As the WSWS has explained, the TEO laws and Labor’s previous operations to block all the women and children constitute a historic attack on the core democratic right of citizenship, without which no other political or civil rights can effectively be exercised, such as the rights to reside, vote, politically communicate and challenge government decisions, even arbitrary detention without trial.
Labor’s assault on fundamental democratic rights has escalated since the December 14 Islamic State-linked terrorist shootings at Sydney’s Bondi Beach, for which the federal and state Labor governments have blamed—and sought to shut down—the widespread demonstrations in Australia against the ongoing US-backed Israeli genocide in Gaza, falsely accusing participants of antisemitism.

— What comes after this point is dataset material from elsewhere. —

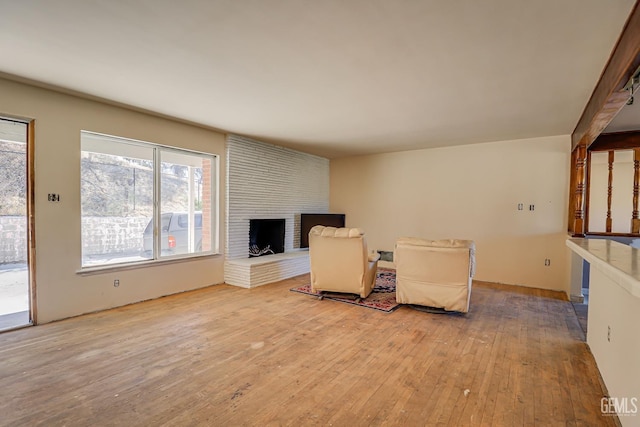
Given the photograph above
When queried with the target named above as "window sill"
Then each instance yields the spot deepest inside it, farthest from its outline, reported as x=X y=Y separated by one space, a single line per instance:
x=87 y=271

The Labor leaders are vying with their Coalition counterparts to outdo Senator Pauline Hanson’s far-right anti-immigrant One Nation party. They are all trying to make immigrants, particularly Muslims, scapegoats for the declining living and social conditions confronting working-class households, like their counterparts internationally, such as the Trump administration in the US, Nigel Farage’s Reform UK, Marine Le Pen’s National Rally in France and the AfD in Germany.
The defence of fundamental democratic rights cannot be left in the hands of the ruling class, capitalist governments and the courts. It requires the development of a mass movement of the working class, guided by a socialist perspective for the complete reorganisation of society on the basis of genuine democracy and equality, with full social and political rights for all people, regardless of their country of birth.